You shouldn't really receive requests to delete personal data if you are following good practices in safeguarding people's data and not storing data longer than you need to.

There is no law within the UK how long you can store personal data for but it does say you should only ever store it as long as you need to.


Personal data processed for any purpose or purposes shall not be kept for longer than is necessary for that purpose or those purposes.

This is the fifth data protection principle. In practice, it means that you will need to:

  • review the length of time you keep personal data;
  • consider the purpose or purposes you hold the information for in deciding whether (and for how long) to retain it;
  • securely delete information that is no longer needed for this purpose or these purposes;
  • and update, archive or securely delete information if it goes out of date.

A good practice would be to allow your customers to select how long that retention is, or allow them to delete the data themselves, you could also have a undelete protocol that holds the data for 30days after deletion at which point unless cancelled purges the data into the abyss.

This way you have no concern how long you store data for since customers are given the option to delete the data themselves.

  • Simon, that is good in principal, but when doing server wide backups it isn't realistic to have a customer option for how long or for them to delete
    – Steve
    Mar 3, 2017 at 10:45
  • Which service is it you are providing? Mar 3, 2017 at 10:46
  • @SimonHayter This is more along the lines of customers such as Prisons/schools that we have who, if they ended a contract have the right as any other company to request that we delete all data belonging to them. Like I say, so far we've only ever had a request for data to be removed from the platform and not to the extent of backup. We provide assessments.

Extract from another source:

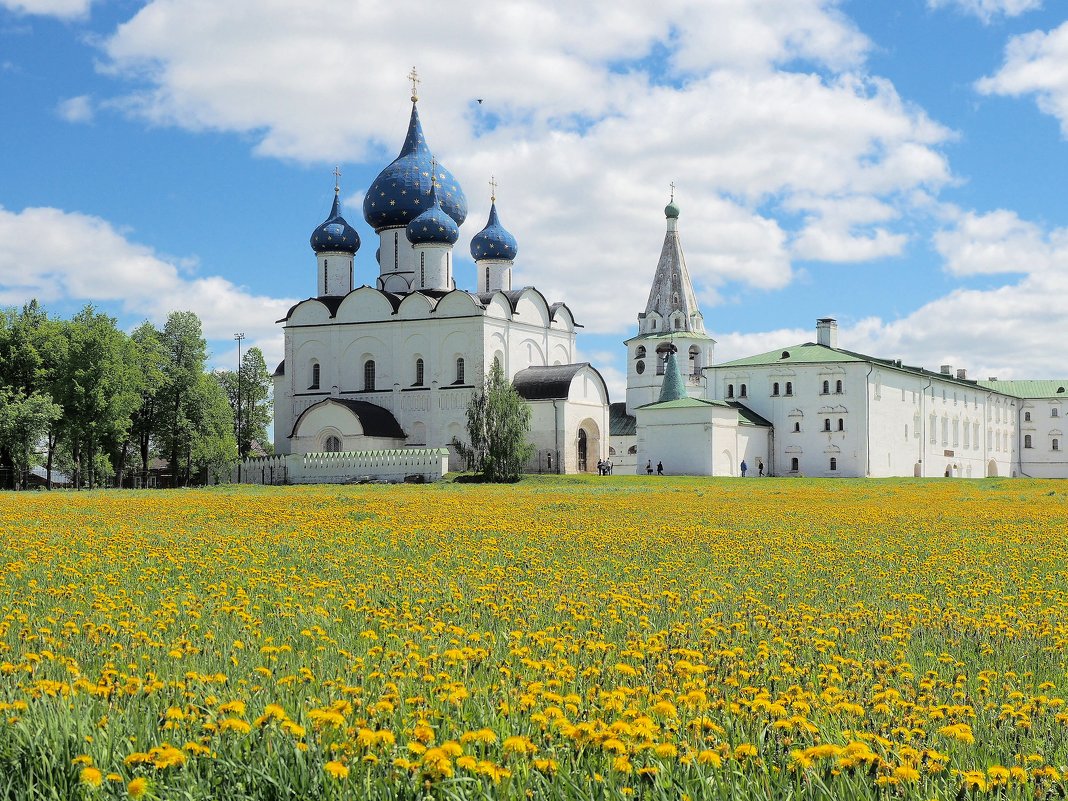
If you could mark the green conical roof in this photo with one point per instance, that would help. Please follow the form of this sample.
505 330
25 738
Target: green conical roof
673 388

All customer data is within 1 database (having multiple has other drawbacks, especially with over 2,000 of them as our old system had) Mar 3, 2017 at 10:56
  • I think the real question is... does the data held in (secure) backup for a period of 93 days count towards "holding data for longer than is necessary"? Otherwise, I didn't think (by my v.limited understanding of the UK DPA 1998) that a simple "request" for data deletion would be legally sufficient. Doesn't this require a court order under the grounds that the data is incorrect or something? My concern would be in the event of a data recovery and recovering previously deleted records (so some kind of transaction history would need to be kept in order to prevent this).
    – MrWhite
    Mar 3, 2017 at 12:32
  • @LiamWheldon sounds like you need to update your backing up system. It's possible to backup SQL into multiple files, for example main.sql, customer-a.sql and so forth. Then when a customer becomes no longer a customer you do a delete customer-a.sql within all the compressed archive files, then when you do a rollback, should you need to... that previous customer is not within the 93 days retention. Mar 3, 2017 at 14:57

Only Back up PII for a maximum of 30 days

GDPR gives you a 1 month window (typically interpreted as 30 days) to delete PII once a request is received; so, if you have a web portal that gives customers the ability to delete thier data without delay, then by definition, your rolling backup system will delete that data within the allowed window. Some European Counties like France and the UK have special acceptations that allow you to keep backups longer as long as you follow certain guidelines; so, if you need to keep backups longer than 30 days, you'll need to look up the policies of your specific country's enforcement agency be it ICO, CNIL, etc. But if you plan to do business across the whole EU, it is best to stick with a 30 day max retention policy just to make sure you cover all possible cases.

Also, make sure you are not working with data that you are required to retain under other laws. In general, if you are storing PII that you are legally responsible for retaining (like medical records), GDPR can not compel you to delete it.